Forging the Red Bull Identity: WWII Roots and Lineage
What many of those Guardsmen already knew, and what others came to appreciate more deeply while deployed, is that their brigade stands in direct continuity with a lineage forged in another rugged theater: the mountains of Italy during World War II. The modern 2/34 IBCT includes battalions—most notably the 168th Infantry—that fought under the 34th Infantry Division’s banner during the campaigns in North Africa and Italy. Those earlier Red Bulls spent 517 days in frontline combat, more than any other U.S. division in the European Theater. They assaulted fortified ridges in Tunisia, seized the critical heights of Hill 609, and paid dearly for every mile gained across the Apennines. At Anzio, they endured some of the most brutal conditions of the war. When they entered Rome in June 1944, it was not a ceremonial march but the culmination of months of harsh fighting, steep losses and relentless pressure.
The soldiers who wear the Red Bull patch today inherit more than an emblem—they inherit that story of toughness under fire. Many of the citizen-soldiers who deployed in 2010 were well aware of that lineage. It wasn’t uncommon to hear a platoon sergeant reference the division’s WWII record, or a young private learn for the first time that his battalion’s colors had once been carried through Italy. That sense of history does not win battles by itself, but it stiffens backs when missions run long, and it instills a quiet pride that reinforces discipline when the work becomes difficult.
Leadership within the brigade has also reflected that bridge between past and present. During the Afghanistan deployment, then-Colonel Benjamin J. Corell commanded the brigade with a focus on bringing his soldiers home—a responsibility he later described as the weightiest of his career. His own path, from commanding the Red Bulls in Afghanistan to eventually leading the Iowa National Guard as Adjutant General, mirrors the seriousness of the brigade’s mission and the tradition it carries. Other commanders who have led the brigade in recent years have continued that emphasis on readiness and stewardship, preparing the unit for modern requirements while remaining mindful of its inherited standards.

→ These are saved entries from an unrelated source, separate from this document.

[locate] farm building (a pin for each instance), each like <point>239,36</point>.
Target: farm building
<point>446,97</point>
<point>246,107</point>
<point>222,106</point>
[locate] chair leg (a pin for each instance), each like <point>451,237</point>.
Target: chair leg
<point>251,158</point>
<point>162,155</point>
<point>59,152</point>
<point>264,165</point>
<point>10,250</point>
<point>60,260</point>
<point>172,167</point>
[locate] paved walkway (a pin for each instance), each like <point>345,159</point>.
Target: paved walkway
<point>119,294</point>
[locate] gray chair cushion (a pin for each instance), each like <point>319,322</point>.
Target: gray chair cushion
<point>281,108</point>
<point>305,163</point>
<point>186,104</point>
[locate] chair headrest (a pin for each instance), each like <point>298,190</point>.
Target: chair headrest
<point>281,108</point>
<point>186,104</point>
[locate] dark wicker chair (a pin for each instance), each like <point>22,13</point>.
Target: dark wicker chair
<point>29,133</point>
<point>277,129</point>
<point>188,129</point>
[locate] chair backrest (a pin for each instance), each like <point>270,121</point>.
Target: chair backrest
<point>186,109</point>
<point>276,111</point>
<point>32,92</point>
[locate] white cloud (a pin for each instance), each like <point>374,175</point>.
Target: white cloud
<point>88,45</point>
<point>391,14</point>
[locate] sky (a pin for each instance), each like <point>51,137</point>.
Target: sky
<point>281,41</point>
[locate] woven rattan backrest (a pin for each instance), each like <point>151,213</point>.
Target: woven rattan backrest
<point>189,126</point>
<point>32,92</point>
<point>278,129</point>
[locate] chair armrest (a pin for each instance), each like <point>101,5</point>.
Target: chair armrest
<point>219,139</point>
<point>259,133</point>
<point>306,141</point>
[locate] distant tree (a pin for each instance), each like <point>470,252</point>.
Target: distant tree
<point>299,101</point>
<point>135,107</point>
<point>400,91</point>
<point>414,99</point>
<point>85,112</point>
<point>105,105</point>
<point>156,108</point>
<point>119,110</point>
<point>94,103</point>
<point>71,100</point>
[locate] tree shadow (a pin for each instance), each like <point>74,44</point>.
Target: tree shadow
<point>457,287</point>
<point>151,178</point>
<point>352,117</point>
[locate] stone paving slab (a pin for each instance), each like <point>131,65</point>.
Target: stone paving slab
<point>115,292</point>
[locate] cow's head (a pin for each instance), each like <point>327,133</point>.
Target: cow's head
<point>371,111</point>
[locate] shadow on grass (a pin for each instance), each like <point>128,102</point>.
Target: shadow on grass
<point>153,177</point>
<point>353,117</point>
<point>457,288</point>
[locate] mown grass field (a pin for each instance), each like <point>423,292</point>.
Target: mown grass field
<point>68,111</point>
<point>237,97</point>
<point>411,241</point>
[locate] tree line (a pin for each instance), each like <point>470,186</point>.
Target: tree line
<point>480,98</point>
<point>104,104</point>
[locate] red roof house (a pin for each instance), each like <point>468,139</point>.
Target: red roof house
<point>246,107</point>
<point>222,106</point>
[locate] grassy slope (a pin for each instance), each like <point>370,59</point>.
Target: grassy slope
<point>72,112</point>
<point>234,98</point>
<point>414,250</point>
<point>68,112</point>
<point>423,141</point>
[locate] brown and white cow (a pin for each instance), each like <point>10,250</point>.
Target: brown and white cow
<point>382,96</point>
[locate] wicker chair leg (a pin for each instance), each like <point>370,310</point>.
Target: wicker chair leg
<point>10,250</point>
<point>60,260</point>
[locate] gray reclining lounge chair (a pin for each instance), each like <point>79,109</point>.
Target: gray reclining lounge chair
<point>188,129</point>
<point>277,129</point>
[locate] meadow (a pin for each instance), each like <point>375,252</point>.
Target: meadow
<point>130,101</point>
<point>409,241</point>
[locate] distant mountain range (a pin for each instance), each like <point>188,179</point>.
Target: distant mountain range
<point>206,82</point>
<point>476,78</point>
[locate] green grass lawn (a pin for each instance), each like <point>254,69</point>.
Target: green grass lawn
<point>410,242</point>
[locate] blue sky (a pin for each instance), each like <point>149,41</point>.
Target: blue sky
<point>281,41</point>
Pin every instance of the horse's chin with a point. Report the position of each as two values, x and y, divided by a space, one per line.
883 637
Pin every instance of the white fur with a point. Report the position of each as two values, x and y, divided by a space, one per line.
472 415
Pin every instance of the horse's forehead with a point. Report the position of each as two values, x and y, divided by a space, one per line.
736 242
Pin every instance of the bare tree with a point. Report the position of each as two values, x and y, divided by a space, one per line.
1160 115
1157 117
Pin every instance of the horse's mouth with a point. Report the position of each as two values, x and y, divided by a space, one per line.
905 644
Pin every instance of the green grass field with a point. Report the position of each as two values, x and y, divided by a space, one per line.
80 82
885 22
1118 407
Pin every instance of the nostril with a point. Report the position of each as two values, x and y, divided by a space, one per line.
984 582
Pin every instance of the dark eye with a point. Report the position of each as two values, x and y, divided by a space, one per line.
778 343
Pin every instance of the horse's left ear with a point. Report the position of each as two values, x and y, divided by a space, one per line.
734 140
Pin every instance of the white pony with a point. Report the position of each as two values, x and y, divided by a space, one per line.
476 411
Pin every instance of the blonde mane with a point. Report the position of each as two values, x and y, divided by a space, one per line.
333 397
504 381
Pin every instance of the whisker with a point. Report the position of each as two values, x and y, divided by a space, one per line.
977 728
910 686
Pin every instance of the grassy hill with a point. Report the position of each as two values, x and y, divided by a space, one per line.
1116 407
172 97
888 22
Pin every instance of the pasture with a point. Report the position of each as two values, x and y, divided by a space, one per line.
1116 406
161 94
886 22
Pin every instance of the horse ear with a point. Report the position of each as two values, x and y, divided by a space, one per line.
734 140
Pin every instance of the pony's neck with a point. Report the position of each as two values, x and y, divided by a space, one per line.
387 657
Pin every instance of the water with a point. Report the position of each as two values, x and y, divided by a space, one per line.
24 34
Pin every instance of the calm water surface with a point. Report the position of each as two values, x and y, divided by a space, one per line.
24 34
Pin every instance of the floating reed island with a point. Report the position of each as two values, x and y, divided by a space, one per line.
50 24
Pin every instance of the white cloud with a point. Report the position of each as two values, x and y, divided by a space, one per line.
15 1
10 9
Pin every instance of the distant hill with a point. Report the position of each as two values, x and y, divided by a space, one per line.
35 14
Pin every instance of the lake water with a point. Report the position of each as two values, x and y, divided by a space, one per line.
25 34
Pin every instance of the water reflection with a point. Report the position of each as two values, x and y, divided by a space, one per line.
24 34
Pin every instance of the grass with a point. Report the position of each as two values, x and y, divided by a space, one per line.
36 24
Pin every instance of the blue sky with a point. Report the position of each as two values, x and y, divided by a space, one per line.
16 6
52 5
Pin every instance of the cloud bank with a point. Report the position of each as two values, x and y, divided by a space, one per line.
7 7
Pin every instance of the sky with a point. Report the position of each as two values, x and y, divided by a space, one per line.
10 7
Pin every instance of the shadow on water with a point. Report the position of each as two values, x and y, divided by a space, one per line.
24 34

Today’s 2/34 IBCT: Leaders and Continuity
The story of the 2/34 IBCT is best understood not as a sequence of reorganizations or designations, but as a long thread stretching from the rocky slopes of Italy to the valleys of eastern Afghanistan. In both eras, Red Bulls have faced complex enemies, unforgiving terrain and the burden of knowing that success or failure had real consequences for the people living in the conflict zones around them. Whether fighting their way toward Rome or sitting with Afghan elders in a newly established council meeting, the soldiers of the 34th Division have been asked to do more than simply fight—they have been asked to shape conditions for something better.

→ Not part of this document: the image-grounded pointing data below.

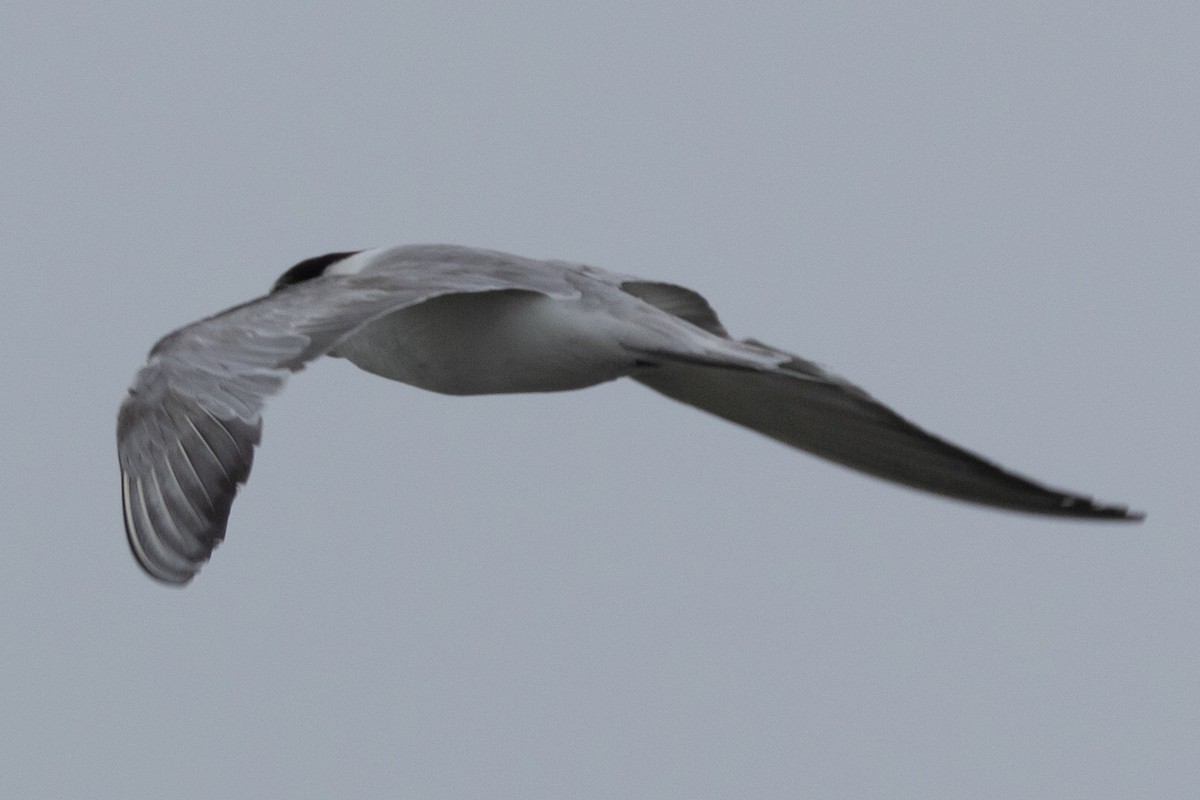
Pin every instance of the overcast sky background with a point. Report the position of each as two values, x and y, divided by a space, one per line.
985 214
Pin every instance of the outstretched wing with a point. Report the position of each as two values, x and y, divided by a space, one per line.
805 407
187 429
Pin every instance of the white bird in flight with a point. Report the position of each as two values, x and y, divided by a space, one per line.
472 322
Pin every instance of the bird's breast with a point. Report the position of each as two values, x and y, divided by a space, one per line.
493 342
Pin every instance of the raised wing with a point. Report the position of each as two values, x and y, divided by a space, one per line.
805 407
187 429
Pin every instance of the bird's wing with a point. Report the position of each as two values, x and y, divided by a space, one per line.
187 429
805 407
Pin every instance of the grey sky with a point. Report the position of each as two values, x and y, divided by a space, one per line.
985 215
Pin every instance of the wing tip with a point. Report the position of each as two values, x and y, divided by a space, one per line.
155 567
1087 510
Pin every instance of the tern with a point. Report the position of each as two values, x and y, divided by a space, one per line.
461 320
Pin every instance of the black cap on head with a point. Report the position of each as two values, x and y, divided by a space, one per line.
310 268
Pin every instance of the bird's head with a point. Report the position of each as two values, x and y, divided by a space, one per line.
309 269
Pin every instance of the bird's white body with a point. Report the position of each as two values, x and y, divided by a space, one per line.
469 322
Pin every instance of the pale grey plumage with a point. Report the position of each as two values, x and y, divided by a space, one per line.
463 320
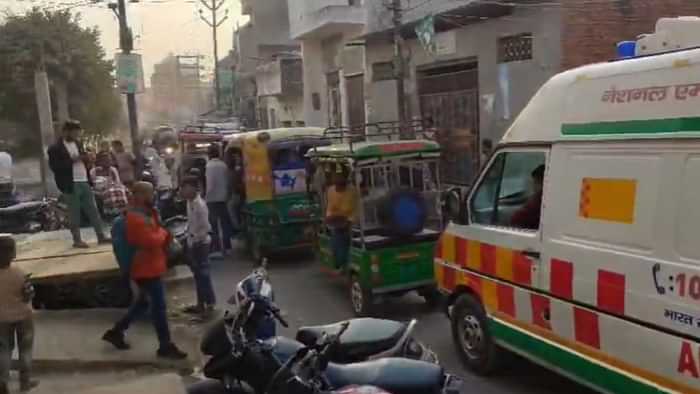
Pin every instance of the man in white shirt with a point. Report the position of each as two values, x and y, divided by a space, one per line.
5 168
7 187
198 244
67 162
218 184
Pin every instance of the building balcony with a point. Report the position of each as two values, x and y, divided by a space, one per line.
246 7
319 18
280 77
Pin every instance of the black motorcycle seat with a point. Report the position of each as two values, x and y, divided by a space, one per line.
363 338
23 206
395 375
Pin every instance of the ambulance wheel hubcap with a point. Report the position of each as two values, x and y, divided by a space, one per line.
472 336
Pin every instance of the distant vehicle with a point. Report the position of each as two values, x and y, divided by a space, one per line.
575 245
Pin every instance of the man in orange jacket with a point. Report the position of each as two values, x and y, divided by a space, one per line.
145 232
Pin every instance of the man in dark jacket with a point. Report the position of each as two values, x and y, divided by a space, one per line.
67 162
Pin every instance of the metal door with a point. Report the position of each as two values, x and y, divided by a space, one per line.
355 86
449 96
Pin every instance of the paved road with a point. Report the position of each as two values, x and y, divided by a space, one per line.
309 296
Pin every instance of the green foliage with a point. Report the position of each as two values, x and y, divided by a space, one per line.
68 53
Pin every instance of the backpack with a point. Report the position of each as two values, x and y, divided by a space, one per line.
123 250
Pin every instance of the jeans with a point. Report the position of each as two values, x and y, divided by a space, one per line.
340 245
149 290
219 215
83 198
24 332
199 264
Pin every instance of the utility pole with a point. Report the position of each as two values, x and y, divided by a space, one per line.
43 104
126 44
399 67
214 24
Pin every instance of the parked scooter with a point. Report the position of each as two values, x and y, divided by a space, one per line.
367 338
32 217
177 226
280 365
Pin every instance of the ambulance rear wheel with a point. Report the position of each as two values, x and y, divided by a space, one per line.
360 297
470 332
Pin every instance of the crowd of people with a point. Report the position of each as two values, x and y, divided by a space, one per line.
111 176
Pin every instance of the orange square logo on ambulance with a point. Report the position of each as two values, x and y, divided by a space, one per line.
608 199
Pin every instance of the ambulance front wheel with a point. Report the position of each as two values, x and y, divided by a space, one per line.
470 332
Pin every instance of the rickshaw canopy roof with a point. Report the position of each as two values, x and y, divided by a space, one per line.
288 134
376 149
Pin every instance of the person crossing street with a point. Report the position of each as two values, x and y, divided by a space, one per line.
67 160
145 232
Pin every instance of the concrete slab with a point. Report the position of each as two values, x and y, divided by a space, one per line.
50 258
159 384
71 339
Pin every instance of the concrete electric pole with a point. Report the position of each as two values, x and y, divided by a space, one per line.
399 65
43 105
214 23
126 44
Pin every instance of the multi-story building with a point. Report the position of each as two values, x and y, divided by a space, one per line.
265 57
484 61
178 93
488 58
333 61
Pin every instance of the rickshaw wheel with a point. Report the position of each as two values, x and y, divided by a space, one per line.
360 298
432 296
255 250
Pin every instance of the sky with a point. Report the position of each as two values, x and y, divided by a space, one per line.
160 27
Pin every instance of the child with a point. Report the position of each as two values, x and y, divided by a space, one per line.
15 318
198 243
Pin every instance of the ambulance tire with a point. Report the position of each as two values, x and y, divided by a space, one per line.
470 333
361 298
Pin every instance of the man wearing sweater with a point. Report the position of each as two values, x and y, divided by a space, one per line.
218 189
145 232
67 162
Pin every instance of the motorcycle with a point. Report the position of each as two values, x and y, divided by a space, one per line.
310 371
170 204
32 217
177 226
367 339
254 366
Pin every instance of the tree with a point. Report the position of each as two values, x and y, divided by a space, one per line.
81 77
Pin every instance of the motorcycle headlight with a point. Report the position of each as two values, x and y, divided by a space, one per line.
413 349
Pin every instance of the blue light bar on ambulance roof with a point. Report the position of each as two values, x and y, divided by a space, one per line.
626 49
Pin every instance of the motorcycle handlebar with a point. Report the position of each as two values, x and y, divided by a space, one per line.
278 316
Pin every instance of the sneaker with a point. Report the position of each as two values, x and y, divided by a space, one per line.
116 338
172 352
194 309
27 385
104 241
216 256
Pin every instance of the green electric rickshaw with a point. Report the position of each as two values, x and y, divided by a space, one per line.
270 185
399 218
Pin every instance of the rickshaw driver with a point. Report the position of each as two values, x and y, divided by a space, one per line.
340 213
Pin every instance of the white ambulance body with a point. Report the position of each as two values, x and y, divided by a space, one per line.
597 276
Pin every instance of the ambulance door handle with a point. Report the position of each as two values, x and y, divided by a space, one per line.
532 255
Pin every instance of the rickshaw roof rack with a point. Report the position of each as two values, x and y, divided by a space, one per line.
281 135
375 149
381 134
389 130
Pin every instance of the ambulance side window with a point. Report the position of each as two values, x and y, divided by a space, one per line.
510 193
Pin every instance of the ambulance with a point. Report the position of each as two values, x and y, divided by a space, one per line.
579 243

That is the continuity worth honoring. The men and women who serve today stand in the same tradition as those who wore the patch before them: citizen-soldiers who step forward when called, who train hard, who deploy without fanfare, and who return to their communities carrying experiences that most Americans will never fully understand. Their contribution is not confined to a single deployment or a single decade. It is part of a heritage that defines the Red Bull name, and one that continues to be earned with each generation.